Mientras no sobreviene el hartazgo que ya cunde en Cataluña (bien visible, por ejemplo, en el creciente rechazo del catalán entre los jóvenes), el sentimiento identitario aumenta como efecto directo de su promoción. Pero, más que el sentimiento, pesa a corto plazo el uso oportunista de lo identitario para reducir la competencia y capturar rentas. Por eso el fenómeno identitario se ha exacerbado en aquellas regiones que cuentan, junto al español, con otra lengua propia.
No se trata sólo de que la lengua aporte identidad, sino de que también la identidad hace a la lengua más valiosa para capturar rentas. Hasta el punto de que, si no la hay, se la crea. La demanda identitaria se hace imparable cuando la lengua vernácula permite erigir barreras de entrada, como bien sabían los abogados catalanes al oponerse a la codificación civil del XIX. Hoy lo vemos no sólo en los juzgados sino en los exámenes locales, que desaniman a los candidatos de otras regiones. Su verdadera función queda de relieve en el hecho de que esos exámenes sean exigentes pero, curiosamente, se los convaliden a quienes han estudiado en la comunidad correspondiente, aún a sabiendas de que muchos de ellos no superarían el examen. Al catalán que gusta de hablar español ya le va bien que excluyan de una oposición para funcionario a su primo andaluz.
«El sentimiento identitario aumenta como efecto directo de su promoción. Pero, más que el sentimiento, pesa el uso oportunista de lo identitario para capturar rentas»
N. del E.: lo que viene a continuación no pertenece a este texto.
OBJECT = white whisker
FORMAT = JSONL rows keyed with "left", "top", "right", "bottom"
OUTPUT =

En Galicia, el votante típico del Bloque es en su mayoría joven y urbano, y suele hablar en español, al contrario que el del PP. Pero, para acceder a puestos públicos, Galicia también exige superar el examen «Celga 4» de gallego, y también lo valida a sus bachilleres locales. Veremos si ahora tarda algo más, o no, en elevar su dificultad.
Es lógico que esas tendencias se hayan exacerbado en regiones con dos lenguas, y que allí donde los dialectos son residuales y heterogéneos (como sucede en mi nativa Asturias) algunos aprovechados se esfuercen por hacerlos oficiales en su versión reinventada y uniforme. Esa uniformidad es esencial para que la lengua sirva su función extractiva de rentas.
Pero, hoy por hoy, enhorabuena al PP gallego. Esperemos que sepa domesticar el monstruo identitario que lleva décadas alimentando, por mucho que Feijóo lo haya mantenido a dieta. Podría empezar por comprometerse a que su partido asegure que allí donde gobierne haya igualdad real de oportunidades en el acceso a la función pública. Puede incluso proponer una ley de bases que proteja la igualdad. Abrir esa discusión pondría al menos de relieve la hipócrita captura de rentas que late detrás de la retórica identitaria.
No desesperen. El sarampión identitario pasará. Al fin y al cabo, hasta el supremacismo se cura con pobreza; y, por el camino que vamos, puede estar al caer: basta con que nos cierren el grifo del crédito. Sería entonces el tiempo de un liderazgo más transformador y menos seguidista.